“I wish you would tell me something about your life,” said Selden.

“You really wish it?”

“I have heard so many things....”

“Ah, well, you shall know the truth. I should like you to know—though there is really not much to tell. My father was a merchant of lace, a traveller, you understand, selling it to the shops in various towns. One of these shops was at Périgueux, and was managed by a young woman with whom my father fell in love. They married and moved to Paris, where they opened a magasin—not to sell to persons, but to other shops—you understand?”
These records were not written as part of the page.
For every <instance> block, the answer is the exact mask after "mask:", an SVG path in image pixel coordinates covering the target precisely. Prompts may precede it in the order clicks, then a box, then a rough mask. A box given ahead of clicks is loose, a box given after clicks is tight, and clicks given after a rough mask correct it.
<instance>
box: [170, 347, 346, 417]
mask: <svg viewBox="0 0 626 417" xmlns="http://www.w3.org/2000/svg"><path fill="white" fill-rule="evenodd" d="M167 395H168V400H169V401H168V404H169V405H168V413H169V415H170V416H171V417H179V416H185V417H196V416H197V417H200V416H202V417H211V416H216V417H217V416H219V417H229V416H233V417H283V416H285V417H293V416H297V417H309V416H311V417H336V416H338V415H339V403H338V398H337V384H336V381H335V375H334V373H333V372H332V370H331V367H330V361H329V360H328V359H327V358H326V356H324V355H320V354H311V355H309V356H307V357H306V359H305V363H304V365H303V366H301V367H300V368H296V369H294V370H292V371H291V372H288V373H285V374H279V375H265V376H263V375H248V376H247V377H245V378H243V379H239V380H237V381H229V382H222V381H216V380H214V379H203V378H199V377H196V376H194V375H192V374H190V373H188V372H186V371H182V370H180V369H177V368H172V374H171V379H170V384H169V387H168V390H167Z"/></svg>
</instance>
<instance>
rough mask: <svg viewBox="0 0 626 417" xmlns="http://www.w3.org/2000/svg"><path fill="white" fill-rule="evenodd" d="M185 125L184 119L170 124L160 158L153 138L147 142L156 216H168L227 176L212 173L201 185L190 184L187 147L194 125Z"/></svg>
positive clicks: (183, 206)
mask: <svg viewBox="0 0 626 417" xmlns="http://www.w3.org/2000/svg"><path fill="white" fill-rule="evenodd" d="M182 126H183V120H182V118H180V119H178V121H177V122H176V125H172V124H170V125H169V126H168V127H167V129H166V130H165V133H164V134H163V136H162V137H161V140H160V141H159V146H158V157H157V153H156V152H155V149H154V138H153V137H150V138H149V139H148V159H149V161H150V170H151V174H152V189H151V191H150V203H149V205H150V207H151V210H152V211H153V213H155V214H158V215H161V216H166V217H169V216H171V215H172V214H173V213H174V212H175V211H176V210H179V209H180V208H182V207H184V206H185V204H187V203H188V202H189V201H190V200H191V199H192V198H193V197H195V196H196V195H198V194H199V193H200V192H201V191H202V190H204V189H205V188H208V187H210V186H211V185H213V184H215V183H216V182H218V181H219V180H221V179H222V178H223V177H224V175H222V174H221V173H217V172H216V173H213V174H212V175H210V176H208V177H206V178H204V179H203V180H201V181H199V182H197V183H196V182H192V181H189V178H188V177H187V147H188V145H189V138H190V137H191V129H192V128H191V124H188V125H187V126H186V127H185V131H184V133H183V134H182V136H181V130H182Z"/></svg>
“What we call a wholesaler.”

“Yes. They did very well and the business grew until it occupied the whole first floor of a building on the Rue de Rivoli near the Chatelet. My mother really managed it, but she found time nevertheless to have two children—two girls. My sister resembled her; but I resembled my father, and he was very fond of me. He still travelled from town to town, taking orders for the business; sometimes he would take me with him. He would wash and dress me in the morning, and comb my hair, and in the evening I would sit at the table with all the men, listening to their talk, and understanding more than they imagined. We were very happy together; but he was a strange man, and once he got an idea into his head, it never left him. For example, he had once lost a parcel through the carelessness of a porter at a railway station, and had made a vow that no porter should touch his baggage in future. So at every stop, he would send the porters away with dreadful insults and stagger along the platform with his great cases of lace on his back, and I would follow very much ashamed, for I could see that people were laughing at him. However it made no difference.

“But those good times did not last. My father began to gamble, and the habit grew so strong that in the end my mother could scarcely find the money to meet the bills each month. When he came home, there were scenes, terrible scenes, during which he sometimes threw all the dishes into the street. Then he would promise to reform; but always the habit was too much for him; it was like a disease, getting worse and worse. I do not know what happened at the end—I was only fourteen years old—but one evening I went to his room to call him to dinner. I knocked, but he did not answer. I opened the door and saw him sitting in his chair before his desk. I ran to him and threw my arms around him, and he fell over against me. He was dead. He had shot himself.”

She stopped for a moment, and passed her hand before her eyes.

“That was the end of the business,” she went on. “It was taken away from us to pay the debts—everything was sold. My sister and I were sent to England to a convent school—it was there I got such English as I have—and mother went to work again in a shop. It was very hard for her, but there was nothing else to be done. We were gone three years. When we came back, she had married again, a maître de danse at the Opéra. He was old and very eccentric and all that he wanted of my mother was that she should make a home for him; and she did, a very good one. It was not amusing, but it was better than working in a shop.

“Then came the war, and for a time there was no more dancing, so to amuse himself and keep himself occupied, he gave lessons to me and to my sister. With my sister he soon stopped and sent her to learn to be a typist; but with me he kept on all day, every day, until I dropped with fatigue—not dancing only, but many other things—how to walk, how to talk, how to acknowledge an introduction, how to hold my fork, how to eat from my spoon—he said the French are pigs because they take their soup from the end of the spoon instead of from the side. He was very clever—a little mad, perhaps. But to him I owe everything.